= Cody Yerkovich =

New Zealand model and humanitarian advocate

Cody Carlece Yerkovich is a New Zealand model, advocate and beauty pageant titleholder. She was the winner of the Miss New Zealand 2010 and represented her country at Miss World 2010 but unplaced.

She comes from Kaitaia in New Zealand's north. She is of Māori, German and Croatian heritage. At Auckland's Sky City Convention Centre, she won the 2010 Miss New Zealand title, beating the other 15 finalists.
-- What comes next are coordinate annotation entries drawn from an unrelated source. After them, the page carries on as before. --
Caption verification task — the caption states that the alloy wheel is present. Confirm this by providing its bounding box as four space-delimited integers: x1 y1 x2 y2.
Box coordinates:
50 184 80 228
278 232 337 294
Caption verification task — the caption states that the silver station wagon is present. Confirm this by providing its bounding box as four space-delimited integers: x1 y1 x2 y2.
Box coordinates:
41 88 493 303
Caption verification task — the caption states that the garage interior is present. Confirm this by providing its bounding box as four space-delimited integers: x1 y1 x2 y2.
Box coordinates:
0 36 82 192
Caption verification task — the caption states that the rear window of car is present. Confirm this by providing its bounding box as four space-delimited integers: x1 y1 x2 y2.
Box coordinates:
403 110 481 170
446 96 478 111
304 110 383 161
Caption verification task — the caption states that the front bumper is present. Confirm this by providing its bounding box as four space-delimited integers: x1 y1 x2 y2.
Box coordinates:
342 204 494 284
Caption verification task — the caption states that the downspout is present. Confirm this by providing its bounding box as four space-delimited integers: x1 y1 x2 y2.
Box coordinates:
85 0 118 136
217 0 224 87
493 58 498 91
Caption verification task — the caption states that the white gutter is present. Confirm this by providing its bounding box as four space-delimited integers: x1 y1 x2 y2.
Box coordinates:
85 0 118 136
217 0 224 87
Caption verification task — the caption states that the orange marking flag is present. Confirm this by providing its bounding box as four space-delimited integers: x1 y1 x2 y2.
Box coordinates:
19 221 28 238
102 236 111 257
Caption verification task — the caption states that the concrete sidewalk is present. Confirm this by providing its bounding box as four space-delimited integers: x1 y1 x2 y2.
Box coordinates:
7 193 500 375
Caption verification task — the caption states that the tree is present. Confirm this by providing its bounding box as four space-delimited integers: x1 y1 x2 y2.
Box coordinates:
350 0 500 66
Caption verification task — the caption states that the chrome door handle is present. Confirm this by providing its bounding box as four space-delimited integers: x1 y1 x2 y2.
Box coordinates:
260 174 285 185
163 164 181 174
She was set to represent New Zealand at the Miss World beauty pageant in November of that year.

==Background==
She has the distinction of being the first Miss New Zealand from the north of New Zealand.
===Miss New Zealand===
In September 2010, she was in East Timor to show support for the economic and cultural development in the country and to spend time with the local children she had been sponsoring. While there she met Amelia Amaral, a National Police of Timor-Leste officer, and she visited the Suai Early Childhood Center and orphanage where she also met with children sponsored by other New Zealanders. She also stayed with the New Zealand Ambassador there.
While in East Timor she attended charitable events with Nobel Peace Prize Winner and President of East Timor Jose Ramos-Horta

She traveled to South Africa as an ambassador for the New Zealand All Whites in the Fifa World Cup 2010 where she attended political and charitable events with Nelson Mandela.

She was tipped to win the Miss World crown by international pageant experts due to her exotic looks, height and graceful down to earth personality but certain issues arose out of her control. She cites the conflict between local pageant organisers as one reason.